TiXL is a real-time visual programming environment for Windows. You compose visuals by connecting operators in a graph: one operator generates an image, another adds bloom, another wraps it on a torus, another exports to a projector. The whole graph evaluates every frame, at display rate.
It is built with C# and DirectX 11; its UI is ImGui-based; its effects pipeline uses HLSL compute and pixel shaders. Because you can also export interactive applications, it is simultaneously a live tool and a production pipeline for standalone pieces.
What people use TiXL for
- Motion graphics and short-form visuals — title sequences, music videos, generative loops.
- Live VJing — react to MIDI, audio, OSC, or a projected DJ set; blend snapshots on the fly.
- Audiovisual installations — projection mapping, interactive captures via NDI / Spout, sensor-driven behavior.
- Exploratory shader work — the
[CustomPixelShader]/[CustomPointShader]operators combine TiXL's preset system with live HLSL editing. - Small demos — exporting a whole scene as a standalone executable.
Compared with…
- TouchDesigner — broader feature set, commercial, Python-scriptable. TiXL is narrower, faster to pick up for code-adjacent artists, free, with C# instead of Python.
- vvvv — deep shared lineage in the demo scene. Both are free; both are DirectX. TiXL leans harder on timeline / animation workflows and preset blending.
- Notch — commercial, GPU-effects-focused.
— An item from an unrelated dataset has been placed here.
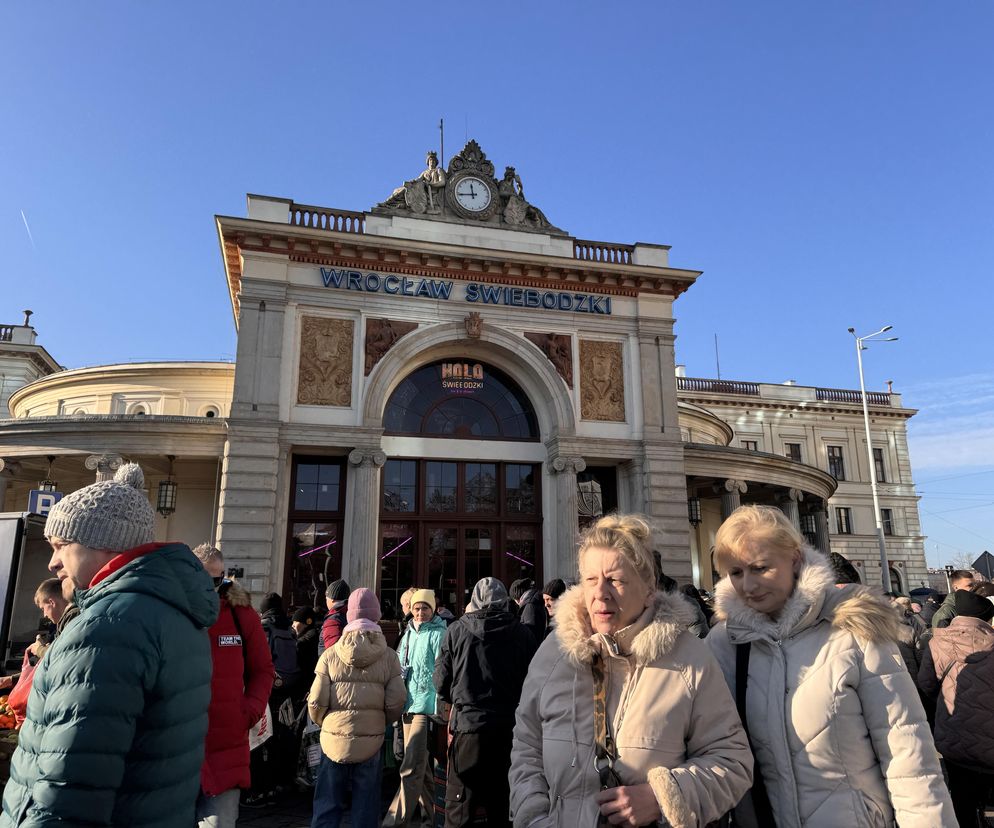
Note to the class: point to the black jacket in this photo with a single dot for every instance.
(534, 615)
(481, 667)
Similar real-time intent; different licensing and ecosystem.
- After Effects — pre-rendered compositing. TiXL is real-time; it's a different shape of tool.
What TiXL is not
- It is not a DAW — audio is input/reaction, not editing.
- It is not a general-purpose game engine — no physics, no runtime scripting beyond C# operators.
- It is not yet a Mac or Linux-native application. See the install pages for Wine / Sikarugir workarounds.